March 01, 2007
South African Ostrich Wings!
A friend of mine who is lucky enough to tote his wireless work around the world, has set up temporary shop in South Africa for the last few months. While he sends great photos of wildlife caught in spontaneous moments of hilarity (a baby bamboo raiding his glove compartment and making off with his lunch), poignancy (a pride of lions walking at nightfall with a baby lion), and terror (a literal army of angry-looking ostriches headed towards his lens--see picture!), I've really been on him to give me some insight into the food scene. Though he's been living mostly in Cape Town and its environs, he hasn't been doing much bar and restaurant hopping. However, he did mention one restaurant--and some dishes--that stood out to him.
In Mossel Baby, a pretty low-key waterfront town along the "garden route" (a 200-mile stretch of beach towns on the Western Cape of South Africa that attract both tourists and Cape Town denizens), he claims to have eaten his best meal at Jazzbury's restaurant. Before I get to the food, I'll say that the place does indeed look pretty jazzy. It's in an old stone house on the town's main street (rather rustic), but inside is thoroughly elegant with burnt orange walls, hardwood floors, sumptuous drapes, high ceilings, and fine table linens. There's an outdoor patio for alfresco dining and, as the name hints, live jazz.
The restaurant specializes in a typical South African meat: ostrich. Though this bird (that does not taste like chicken!)can sometimes be seen here on menus in the U.S., my friend claims that the Ostrich wings are a South African specialty, and I've never come across them here. Marinated with oyster sauce, chili, ginger, honey, and char-grilled, he says they are finger-lickin' good here. Other ostrich dishes on the menu include fried ostrich liver singed in butter and brandy, ostrich carpaccio and Biltong (dried, cured meat), ostrich fillet, and a mixed ostrich grill (sausage, fillet, liver, and wings)!
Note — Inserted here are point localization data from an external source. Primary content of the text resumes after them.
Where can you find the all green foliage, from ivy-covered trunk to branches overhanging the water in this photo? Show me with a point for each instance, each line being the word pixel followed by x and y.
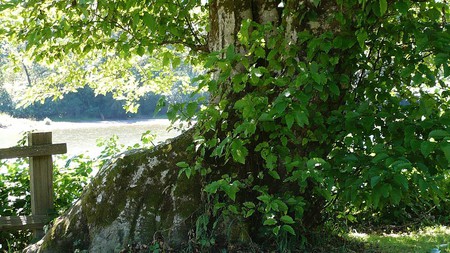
pixel 346 115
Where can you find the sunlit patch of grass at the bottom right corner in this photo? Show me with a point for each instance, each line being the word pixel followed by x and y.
pixel 420 241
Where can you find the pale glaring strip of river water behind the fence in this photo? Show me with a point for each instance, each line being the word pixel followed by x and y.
pixel 81 136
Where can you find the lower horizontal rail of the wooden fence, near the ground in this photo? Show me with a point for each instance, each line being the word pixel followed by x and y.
pixel 23 222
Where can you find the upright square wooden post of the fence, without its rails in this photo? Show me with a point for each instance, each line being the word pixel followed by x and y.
pixel 41 179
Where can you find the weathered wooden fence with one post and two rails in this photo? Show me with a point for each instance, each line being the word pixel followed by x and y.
pixel 40 150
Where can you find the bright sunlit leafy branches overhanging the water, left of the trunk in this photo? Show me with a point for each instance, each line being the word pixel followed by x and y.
pixel 128 48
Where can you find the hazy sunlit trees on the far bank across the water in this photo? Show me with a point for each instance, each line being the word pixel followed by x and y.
pixel 25 83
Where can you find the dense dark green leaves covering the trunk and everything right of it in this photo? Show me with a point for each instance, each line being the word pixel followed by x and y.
pixel 346 123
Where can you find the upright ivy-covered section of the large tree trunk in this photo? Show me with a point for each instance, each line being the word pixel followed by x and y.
pixel 264 141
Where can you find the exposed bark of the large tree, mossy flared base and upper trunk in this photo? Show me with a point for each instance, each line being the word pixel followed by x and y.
pixel 138 197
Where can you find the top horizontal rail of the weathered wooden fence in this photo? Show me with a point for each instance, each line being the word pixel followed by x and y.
pixel 32 151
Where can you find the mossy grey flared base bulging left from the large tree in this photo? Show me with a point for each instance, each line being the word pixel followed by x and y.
pixel 136 197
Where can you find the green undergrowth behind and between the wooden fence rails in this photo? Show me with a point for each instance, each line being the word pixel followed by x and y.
pixel 15 197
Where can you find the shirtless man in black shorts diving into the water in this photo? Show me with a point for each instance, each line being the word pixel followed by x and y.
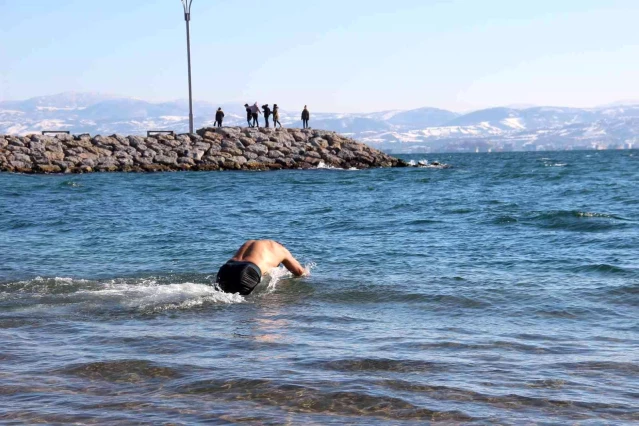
pixel 243 272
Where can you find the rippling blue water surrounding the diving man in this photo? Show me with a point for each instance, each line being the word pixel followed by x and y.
pixel 502 290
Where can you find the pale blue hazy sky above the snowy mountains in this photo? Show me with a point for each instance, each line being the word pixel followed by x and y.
pixel 335 55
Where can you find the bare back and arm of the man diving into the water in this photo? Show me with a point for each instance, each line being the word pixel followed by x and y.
pixel 268 254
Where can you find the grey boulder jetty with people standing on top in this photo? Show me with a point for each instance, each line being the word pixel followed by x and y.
pixel 228 148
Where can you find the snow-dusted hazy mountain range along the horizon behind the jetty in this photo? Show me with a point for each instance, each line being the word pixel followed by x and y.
pixel 418 130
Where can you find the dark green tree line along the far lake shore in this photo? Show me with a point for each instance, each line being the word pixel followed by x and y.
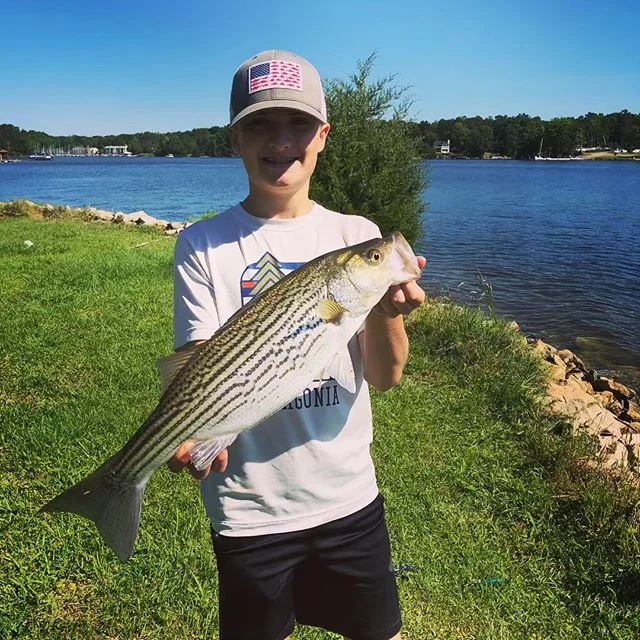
pixel 519 136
Though the wings were his hands down favorite, he also mentioned the Karoo lamb shank, marinated and slow-cooked with sun-dried prunes, grated ginger, and Calitzdorp port and the Cape Brandy Pudding (the only South African dessert he's truly enjoyed). What also seems interesting about this restaurant is its wine list, featuring bottles from the Klein Karoo winelands, an area that specializes in port production (hence the generously port-marinated dishes on the menu I suppose).
But lest we not forget we're in a beach town, there's lots of seafood too, like line fish of the day and black prawns in peri-peri sauce.
If you're planning a trip to South Africa anytime soon, and think you'll do the "Garden Route," this restaurant seems like a good introduction to regional specialties with gourmet preparation. Oh, and FYI, my friend also claims that the best part of the garden route are the 10 miles inland; most beautiful, unspoiled, and tourist-free.